Я попытался еще отрицать, но она остановила меня одним-единственным движением головы, давая понять, что мошенничество Лормье — для нее бесспорный факт. В следующий момент и к большому моему удивлению она произнесла монотонным голосом, словно рассказывая урок:
— Концентрация капитала в одних руках вызывает жажду силы, которая стремится утолить себя любыми способами и прежде всего путем угнетения пролетариата.
У меня полезли на лоб глаза. Она заговорила о пролетарском самосознании и спросила с чуть заметным возбуждением:
— Преступление, за которое вас лишили свободы, вы совершили в знак протеста против социальной несправедливости, гнетущей ваш класс. О, мне вы можете довериться.

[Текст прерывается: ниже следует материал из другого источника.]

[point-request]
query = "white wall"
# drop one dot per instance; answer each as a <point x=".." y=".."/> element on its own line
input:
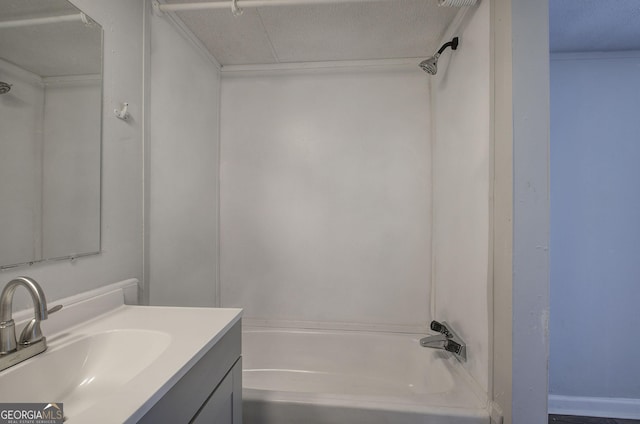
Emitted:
<point x="122" y="194"/>
<point x="325" y="196"/>
<point x="21" y="116"/>
<point x="595" y="204"/>
<point x="183" y="171"/>
<point x="461" y="190"/>
<point x="71" y="166"/>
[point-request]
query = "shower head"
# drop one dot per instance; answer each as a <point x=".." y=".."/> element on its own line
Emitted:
<point x="4" y="87"/>
<point x="430" y="65"/>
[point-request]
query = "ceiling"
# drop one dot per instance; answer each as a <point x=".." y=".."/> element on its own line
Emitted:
<point x="389" y="30"/>
<point x="49" y="50"/>
<point x="594" y="25"/>
<point x="316" y="33"/>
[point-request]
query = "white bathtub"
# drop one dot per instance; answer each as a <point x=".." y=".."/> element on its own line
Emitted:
<point x="349" y="377"/>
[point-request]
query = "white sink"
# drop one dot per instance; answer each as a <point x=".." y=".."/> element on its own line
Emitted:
<point x="84" y="369"/>
<point x="108" y="362"/>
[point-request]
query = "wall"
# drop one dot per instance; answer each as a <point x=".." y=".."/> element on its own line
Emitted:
<point x="595" y="204"/>
<point x="71" y="166"/>
<point x="325" y="196"/>
<point x="461" y="189"/>
<point x="520" y="118"/>
<point x="183" y="161"/>
<point x="122" y="194"/>
<point x="21" y="117"/>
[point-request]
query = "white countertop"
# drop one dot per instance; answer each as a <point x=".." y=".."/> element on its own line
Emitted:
<point x="187" y="334"/>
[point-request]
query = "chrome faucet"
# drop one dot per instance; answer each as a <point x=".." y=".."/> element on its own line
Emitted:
<point x="32" y="342"/>
<point x="447" y="340"/>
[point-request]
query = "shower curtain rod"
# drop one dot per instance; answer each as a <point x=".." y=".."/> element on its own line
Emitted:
<point x="76" y="17"/>
<point x="181" y="7"/>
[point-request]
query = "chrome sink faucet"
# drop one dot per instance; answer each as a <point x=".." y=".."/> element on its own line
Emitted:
<point x="32" y="342"/>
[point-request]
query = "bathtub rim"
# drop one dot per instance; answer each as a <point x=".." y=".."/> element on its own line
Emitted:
<point x="477" y="407"/>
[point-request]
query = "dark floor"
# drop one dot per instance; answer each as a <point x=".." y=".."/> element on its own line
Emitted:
<point x="566" y="419"/>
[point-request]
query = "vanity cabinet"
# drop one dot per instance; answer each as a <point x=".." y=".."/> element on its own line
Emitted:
<point x="210" y="392"/>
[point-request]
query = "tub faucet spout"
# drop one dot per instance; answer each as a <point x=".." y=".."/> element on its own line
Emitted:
<point x="436" y="342"/>
<point x="447" y="340"/>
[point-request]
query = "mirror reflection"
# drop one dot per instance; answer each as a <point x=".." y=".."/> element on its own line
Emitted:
<point x="50" y="131"/>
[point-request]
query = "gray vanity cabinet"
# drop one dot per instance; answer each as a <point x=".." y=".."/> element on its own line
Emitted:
<point x="210" y="392"/>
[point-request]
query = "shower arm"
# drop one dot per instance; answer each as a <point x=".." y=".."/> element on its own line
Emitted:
<point x="453" y="44"/>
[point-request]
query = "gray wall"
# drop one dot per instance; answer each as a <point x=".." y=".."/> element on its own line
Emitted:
<point x="325" y="206"/>
<point x="595" y="205"/>
<point x="182" y="163"/>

Я хотел разуверить ее, но наш разговор был прерван приходом Люсьена Лормье, бывшего министра, который увидел нас через открытую дверь в коридор. Мне показалось, что его появление было неприятно жене хозяина.
— Как чувствует себя мой брат? — спросил бывший министр.
— Грипп протекает нормально, — ответила мадам Лормье. — Скажите-ка, Люсьен, вы знали, что Габриель — нечестный человек?
— Ну, разумеется, Матильда! Я говорил вам об этом раз двадцать в его присутствии, но вы мне не верили. Мне никогда не верят. Меня принимают за шутника, не умеющего серьезно говорить и думать. Я — одно из тех смехотворных созданий, которые не умеют делать деньги. Я не пользуюсь уважением и почтением семьи. Ничего не попишешь. Что делать, если я деньги умею только тратить. Именно поэтому, впрочем, у меня их и не осталось.